Happy people are productive, and talented, creative people move your business forward.

1 comments

One issue with that logic is when you have people that don't care about being happy at the workplace and just act like they are working. Even if you intervene and try to honestly understand what is making them work the way they do, some of them will feed you with BS.

An option to deal with those people is to just fire them, simple. But that means you are giving up on them. Another option is to have an hybrid approach: those that work great with having happiness as a motivation, we can just continue to foster a happy workplace; for those that don't care about happiness, find another approach, one example would be to introduce KPIs for those specific people and formulate a performance recovery plan if needed, if all else fails, fire them.

Having mentored a dozen of developers over the years, I've arrived at a strong bias toward hiring intrinsically motivated individuals. It's much easier to grow skills given someone is motivated than vice versa. KPIs (or "SMART" objectives) are mostly managerial toys that seldom improve work ethos.

Happiness in the workplace is more often than not related to other aspects than the primary process of developing software. If the subject matter itself (as in: "I earn a living while hating the building websites in PHP") is the root cause of unhappiness, no recovery plan, KPI or reward can fix this.

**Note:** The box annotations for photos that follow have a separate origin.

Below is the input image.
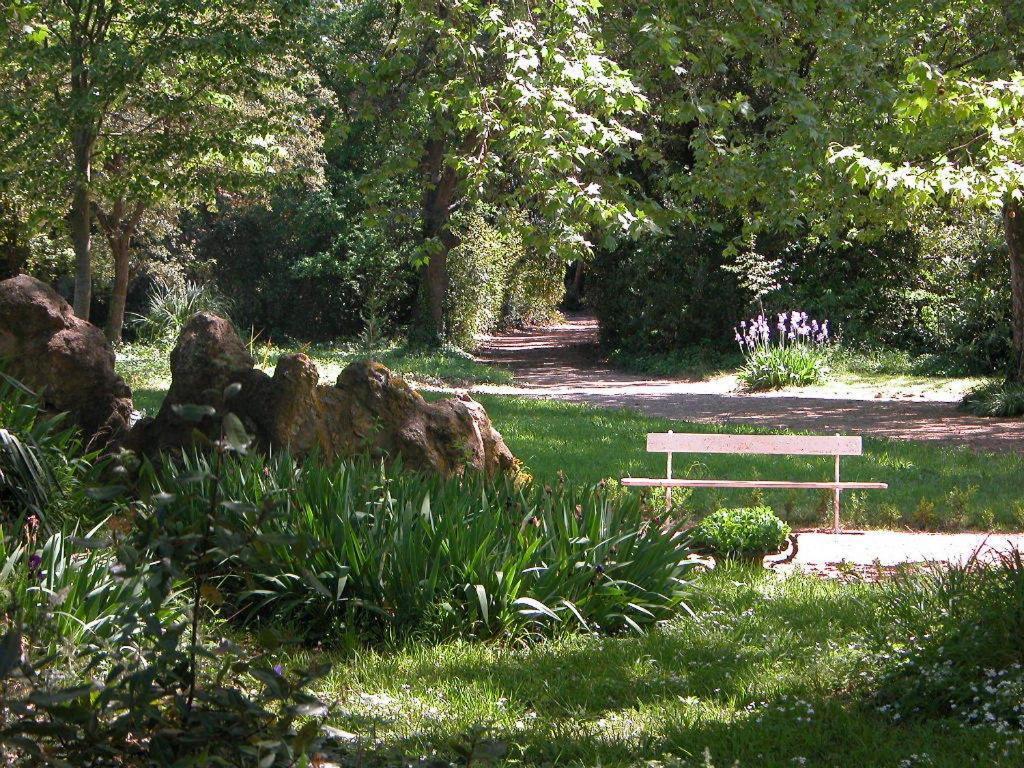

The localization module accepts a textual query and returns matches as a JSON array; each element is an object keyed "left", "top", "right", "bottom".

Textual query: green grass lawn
[
  {"left": 307, "top": 568, "right": 1021, "bottom": 768},
  {"left": 477, "top": 394, "right": 1024, "bottom": 530},
  {"left": 118, "top": 346, "right": 1024, "bottom": 530}
]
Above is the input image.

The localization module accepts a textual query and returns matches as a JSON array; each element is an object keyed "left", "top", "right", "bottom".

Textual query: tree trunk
[
  {"left": 0, "top": 204, "right": 29, "bottom": 280},
  {"left": 421, "top": 139, "right": 458, "bottom": 342},
  {"left": 71, "top": 129, "right": 94, "bottom": 319},
  {"left": 104, "top": 232, "right": 131, "bottom": 344},
  {"left": 1002, "top": 200, "right": 1024, "bottom": 384}
]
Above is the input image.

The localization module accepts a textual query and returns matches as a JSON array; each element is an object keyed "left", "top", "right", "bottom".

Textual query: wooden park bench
[{"left": 623, "top": 432, "right": 889, "bottom": 534}]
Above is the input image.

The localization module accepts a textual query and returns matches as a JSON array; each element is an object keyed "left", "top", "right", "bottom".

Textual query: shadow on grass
[{"left": 323, "top": 571, "right": 1012, "bottom": 768}]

Best find another job.

SMART goals and KPIs are meant to improve work focus, not work ethos. Those two are not in opposition to each other. IME engineers who don't want to do measurably good work are inexperienced, disgruntled or unmotivated.

Forcing goals onto a disgruntled/unmotivated engineer will end badly. Giving no goals to motivated engineers will also end badly. Giving bad, unrelated or unachievable goals to motivated engineers will end in disgruntled or unmotivated engineers.

You have to get both right.

I have never met a productive software developer that didn't fundamentally enjoy his or her work ("happiness"). What do you do with an unhappy person? At some point, if everyone else is happy, it's just time for them to move on I think, and you probably have to "help them out".